Monday, April 12, 2004

Beware GoogleBot

I get notifications via email whenever anything changes on the FlexWiki wiki. It's one of the coolest features of FlexWiki, IMO, because I like for notifications to arrive via email/RSS (they're the same to me because of NewsGator). Anyway, it's often my habit to review the changes that have been made to the wiki while going through my morning mail.


Today, I saw something annoying. Somone had gone through and changed a massive number of pages on the wiki, including some of the pages that I'm responsible for maintaining. I went to the wiki and found that my pages had been rolled back to previous versions. It was the work of only a few seconds to restore them to their correct condition, but I was bothered that someone had changed it out of malice or out of ignorance. The more so since it looked like they'd done the same to dozens of other pages.

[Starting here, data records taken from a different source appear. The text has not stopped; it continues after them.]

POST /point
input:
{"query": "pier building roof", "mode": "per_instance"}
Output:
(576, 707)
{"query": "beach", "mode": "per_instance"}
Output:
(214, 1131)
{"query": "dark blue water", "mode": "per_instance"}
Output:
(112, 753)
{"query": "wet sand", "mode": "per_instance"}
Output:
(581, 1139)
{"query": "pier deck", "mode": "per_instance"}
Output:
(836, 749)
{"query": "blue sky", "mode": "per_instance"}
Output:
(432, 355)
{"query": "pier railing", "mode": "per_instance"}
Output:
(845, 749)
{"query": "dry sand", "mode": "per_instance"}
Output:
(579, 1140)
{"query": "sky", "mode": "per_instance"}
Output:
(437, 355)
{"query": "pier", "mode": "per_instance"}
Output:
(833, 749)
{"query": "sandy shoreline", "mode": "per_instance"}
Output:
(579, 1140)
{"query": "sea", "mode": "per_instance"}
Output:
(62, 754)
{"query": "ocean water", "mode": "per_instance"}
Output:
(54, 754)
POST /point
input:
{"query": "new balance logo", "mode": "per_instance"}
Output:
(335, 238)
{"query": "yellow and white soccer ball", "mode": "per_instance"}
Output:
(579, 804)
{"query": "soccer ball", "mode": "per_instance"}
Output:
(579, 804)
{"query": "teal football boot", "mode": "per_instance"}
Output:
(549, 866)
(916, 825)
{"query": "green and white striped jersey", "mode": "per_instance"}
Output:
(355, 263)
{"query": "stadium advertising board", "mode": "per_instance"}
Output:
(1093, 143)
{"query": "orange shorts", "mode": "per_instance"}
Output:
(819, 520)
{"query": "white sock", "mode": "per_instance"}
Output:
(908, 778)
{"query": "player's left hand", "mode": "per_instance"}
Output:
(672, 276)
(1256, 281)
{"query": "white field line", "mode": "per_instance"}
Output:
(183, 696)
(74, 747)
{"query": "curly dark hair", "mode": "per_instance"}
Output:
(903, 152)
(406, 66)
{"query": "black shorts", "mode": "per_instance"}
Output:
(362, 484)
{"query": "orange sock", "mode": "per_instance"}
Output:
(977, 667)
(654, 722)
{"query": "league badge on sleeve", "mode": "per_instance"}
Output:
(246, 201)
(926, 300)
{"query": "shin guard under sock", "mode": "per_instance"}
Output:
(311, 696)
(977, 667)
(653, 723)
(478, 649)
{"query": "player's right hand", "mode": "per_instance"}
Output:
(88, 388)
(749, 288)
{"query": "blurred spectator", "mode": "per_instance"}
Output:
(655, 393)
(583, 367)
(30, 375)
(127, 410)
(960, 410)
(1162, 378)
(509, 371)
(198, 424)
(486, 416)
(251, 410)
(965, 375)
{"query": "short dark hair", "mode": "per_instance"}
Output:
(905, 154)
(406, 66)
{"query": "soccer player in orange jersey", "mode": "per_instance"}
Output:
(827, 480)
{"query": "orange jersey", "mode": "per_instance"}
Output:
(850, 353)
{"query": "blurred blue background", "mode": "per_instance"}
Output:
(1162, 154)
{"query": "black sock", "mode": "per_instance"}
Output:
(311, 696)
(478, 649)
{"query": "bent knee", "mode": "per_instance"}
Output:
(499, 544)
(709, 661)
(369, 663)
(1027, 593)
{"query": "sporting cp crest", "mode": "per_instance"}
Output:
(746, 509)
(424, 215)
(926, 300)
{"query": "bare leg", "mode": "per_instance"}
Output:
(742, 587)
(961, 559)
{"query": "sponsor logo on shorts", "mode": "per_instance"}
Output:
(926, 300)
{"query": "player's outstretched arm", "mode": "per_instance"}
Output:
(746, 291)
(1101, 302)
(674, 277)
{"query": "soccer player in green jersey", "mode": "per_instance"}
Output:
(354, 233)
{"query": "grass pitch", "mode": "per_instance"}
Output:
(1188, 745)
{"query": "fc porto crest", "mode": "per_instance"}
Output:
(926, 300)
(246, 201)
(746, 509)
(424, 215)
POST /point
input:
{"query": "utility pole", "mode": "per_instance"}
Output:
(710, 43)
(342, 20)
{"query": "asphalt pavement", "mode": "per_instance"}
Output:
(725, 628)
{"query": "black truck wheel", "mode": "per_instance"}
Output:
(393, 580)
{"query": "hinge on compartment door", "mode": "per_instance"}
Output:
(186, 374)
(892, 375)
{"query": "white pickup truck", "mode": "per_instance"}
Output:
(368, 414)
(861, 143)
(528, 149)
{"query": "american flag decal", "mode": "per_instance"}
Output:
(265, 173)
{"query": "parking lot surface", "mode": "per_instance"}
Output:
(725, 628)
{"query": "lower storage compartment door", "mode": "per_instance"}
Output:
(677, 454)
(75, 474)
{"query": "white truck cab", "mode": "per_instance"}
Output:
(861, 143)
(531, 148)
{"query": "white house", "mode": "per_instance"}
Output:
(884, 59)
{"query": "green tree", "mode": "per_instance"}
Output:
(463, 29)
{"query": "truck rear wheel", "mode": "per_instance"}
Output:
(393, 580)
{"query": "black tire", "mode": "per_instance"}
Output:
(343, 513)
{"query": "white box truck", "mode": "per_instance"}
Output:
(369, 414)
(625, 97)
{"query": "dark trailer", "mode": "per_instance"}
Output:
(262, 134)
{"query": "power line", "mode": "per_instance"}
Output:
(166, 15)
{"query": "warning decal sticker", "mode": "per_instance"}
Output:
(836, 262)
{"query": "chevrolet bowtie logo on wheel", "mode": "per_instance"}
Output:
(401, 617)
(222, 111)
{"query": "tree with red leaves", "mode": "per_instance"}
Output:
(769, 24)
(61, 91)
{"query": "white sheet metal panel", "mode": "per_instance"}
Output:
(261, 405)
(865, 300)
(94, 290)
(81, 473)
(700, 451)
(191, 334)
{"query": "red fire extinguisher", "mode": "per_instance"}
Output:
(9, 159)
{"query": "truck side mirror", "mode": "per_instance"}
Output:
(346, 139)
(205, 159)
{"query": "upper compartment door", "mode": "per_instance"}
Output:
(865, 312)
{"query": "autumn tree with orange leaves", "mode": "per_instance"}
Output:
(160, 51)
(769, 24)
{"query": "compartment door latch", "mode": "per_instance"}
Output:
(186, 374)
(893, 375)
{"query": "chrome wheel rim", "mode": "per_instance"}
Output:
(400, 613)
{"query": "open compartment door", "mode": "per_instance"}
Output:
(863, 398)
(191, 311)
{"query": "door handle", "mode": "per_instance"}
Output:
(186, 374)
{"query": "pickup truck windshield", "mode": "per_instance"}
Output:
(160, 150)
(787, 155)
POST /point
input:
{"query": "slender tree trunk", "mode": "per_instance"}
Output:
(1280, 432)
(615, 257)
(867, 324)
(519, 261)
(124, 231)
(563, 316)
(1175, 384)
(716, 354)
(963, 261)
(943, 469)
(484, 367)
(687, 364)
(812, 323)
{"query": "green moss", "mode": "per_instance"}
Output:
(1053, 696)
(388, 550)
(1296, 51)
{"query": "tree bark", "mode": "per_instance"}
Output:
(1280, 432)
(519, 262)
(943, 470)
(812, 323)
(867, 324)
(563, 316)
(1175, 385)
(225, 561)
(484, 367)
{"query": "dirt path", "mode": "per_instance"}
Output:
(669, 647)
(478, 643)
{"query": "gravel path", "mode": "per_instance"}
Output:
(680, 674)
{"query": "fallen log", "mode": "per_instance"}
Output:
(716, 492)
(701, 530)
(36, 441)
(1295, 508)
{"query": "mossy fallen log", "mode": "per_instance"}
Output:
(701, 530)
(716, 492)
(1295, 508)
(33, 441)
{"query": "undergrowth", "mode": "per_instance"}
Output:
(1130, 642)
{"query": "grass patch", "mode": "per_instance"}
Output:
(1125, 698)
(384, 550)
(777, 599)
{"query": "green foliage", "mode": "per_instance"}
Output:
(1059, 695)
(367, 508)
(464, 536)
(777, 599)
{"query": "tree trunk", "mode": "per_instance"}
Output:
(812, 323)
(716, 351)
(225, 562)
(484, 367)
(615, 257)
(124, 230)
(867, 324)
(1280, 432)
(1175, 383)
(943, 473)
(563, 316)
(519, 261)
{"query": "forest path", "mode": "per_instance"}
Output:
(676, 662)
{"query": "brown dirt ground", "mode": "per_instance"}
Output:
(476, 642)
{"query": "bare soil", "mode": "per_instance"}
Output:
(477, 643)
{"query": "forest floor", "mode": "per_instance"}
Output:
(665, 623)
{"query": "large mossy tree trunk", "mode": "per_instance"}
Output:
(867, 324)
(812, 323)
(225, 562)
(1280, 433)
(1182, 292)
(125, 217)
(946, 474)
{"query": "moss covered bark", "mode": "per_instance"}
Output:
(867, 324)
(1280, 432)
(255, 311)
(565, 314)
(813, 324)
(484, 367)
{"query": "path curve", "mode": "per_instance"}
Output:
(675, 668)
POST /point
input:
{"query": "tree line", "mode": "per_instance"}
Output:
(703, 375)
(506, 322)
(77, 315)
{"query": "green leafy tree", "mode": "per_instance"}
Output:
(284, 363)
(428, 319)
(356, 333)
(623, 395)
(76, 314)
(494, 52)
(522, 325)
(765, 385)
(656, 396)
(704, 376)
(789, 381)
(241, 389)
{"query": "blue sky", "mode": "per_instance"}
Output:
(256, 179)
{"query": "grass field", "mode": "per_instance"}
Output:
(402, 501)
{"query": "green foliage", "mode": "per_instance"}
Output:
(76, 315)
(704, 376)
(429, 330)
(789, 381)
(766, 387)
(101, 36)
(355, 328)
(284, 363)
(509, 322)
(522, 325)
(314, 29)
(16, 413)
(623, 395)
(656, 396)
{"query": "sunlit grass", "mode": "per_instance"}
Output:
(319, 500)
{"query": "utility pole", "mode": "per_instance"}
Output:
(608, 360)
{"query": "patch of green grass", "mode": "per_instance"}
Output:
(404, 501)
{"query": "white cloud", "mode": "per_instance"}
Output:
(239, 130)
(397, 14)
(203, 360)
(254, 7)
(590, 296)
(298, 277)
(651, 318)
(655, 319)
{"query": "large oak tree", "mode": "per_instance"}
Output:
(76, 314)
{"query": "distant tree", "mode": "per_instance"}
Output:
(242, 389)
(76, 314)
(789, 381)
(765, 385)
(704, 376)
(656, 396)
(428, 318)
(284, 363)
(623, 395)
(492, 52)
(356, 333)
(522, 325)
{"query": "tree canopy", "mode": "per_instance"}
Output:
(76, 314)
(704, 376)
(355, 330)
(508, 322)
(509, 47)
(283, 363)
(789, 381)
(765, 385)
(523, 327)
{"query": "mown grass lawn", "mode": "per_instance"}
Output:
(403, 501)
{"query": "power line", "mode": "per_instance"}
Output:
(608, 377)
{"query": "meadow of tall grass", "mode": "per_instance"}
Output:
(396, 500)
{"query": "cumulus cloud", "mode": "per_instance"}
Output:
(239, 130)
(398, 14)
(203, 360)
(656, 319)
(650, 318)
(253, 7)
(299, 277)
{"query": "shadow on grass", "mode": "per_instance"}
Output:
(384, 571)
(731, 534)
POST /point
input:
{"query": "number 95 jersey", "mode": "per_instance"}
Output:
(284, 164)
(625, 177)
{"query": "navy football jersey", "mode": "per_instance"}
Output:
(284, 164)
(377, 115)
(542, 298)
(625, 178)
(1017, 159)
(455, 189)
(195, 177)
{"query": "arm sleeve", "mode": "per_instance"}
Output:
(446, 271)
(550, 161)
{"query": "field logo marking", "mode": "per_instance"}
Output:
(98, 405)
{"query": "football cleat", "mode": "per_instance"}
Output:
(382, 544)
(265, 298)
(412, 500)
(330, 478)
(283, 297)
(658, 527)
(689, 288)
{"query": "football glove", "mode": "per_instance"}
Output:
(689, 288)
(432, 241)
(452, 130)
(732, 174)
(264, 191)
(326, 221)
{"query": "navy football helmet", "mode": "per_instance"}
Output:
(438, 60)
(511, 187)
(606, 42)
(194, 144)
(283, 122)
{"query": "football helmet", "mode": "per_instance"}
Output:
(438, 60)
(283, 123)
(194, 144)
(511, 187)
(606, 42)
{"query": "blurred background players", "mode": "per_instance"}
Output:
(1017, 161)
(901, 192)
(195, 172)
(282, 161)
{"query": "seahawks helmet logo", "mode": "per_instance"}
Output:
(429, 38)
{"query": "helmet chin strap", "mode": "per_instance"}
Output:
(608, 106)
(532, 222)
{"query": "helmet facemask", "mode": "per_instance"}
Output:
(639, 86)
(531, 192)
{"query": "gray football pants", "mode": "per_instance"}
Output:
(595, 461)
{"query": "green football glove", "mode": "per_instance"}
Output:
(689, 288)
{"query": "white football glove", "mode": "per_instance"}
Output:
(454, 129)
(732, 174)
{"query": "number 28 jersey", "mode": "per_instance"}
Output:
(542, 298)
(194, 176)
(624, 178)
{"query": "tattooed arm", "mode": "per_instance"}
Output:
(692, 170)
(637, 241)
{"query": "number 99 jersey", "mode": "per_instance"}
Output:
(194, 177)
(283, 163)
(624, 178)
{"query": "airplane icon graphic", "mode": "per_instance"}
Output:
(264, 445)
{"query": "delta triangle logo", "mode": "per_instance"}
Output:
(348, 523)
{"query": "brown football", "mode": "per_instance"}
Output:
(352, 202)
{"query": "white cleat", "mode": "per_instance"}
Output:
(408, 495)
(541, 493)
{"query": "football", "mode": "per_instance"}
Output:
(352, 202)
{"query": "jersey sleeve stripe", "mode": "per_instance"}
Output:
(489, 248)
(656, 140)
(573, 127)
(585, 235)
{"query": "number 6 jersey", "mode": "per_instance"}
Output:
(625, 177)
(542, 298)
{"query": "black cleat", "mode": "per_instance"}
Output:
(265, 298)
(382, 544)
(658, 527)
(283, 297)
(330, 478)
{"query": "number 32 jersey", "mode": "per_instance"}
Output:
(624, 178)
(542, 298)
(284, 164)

While I was there, I noticed that David Ornstein, the spiritual leader of the FlexWiki effort, had made some changes to the site layout using his new and ultra-cool WikiTalk engine. Hoping that error and not vandalism was at the root of the problem, I threw a question out on the FlexWiki mailing list to see if perhaps that was the issue.


Not too much later, Tommy Williams, another FlexWiki contributor and a really bright guy, came up with a theory. If he's right it's a doozy!


Tommy noticed that the IP address of the offender is owned by Google. So he figures that the GoogleBot came in and visited the “restore this page to a previous version” link that's on every page in the new layout (it used to be in a dropdown). And of course, we don't have any “hey Google, don't follow this link” magic on those pages. Although obviously we need some, even if that's not what happened in this particular case.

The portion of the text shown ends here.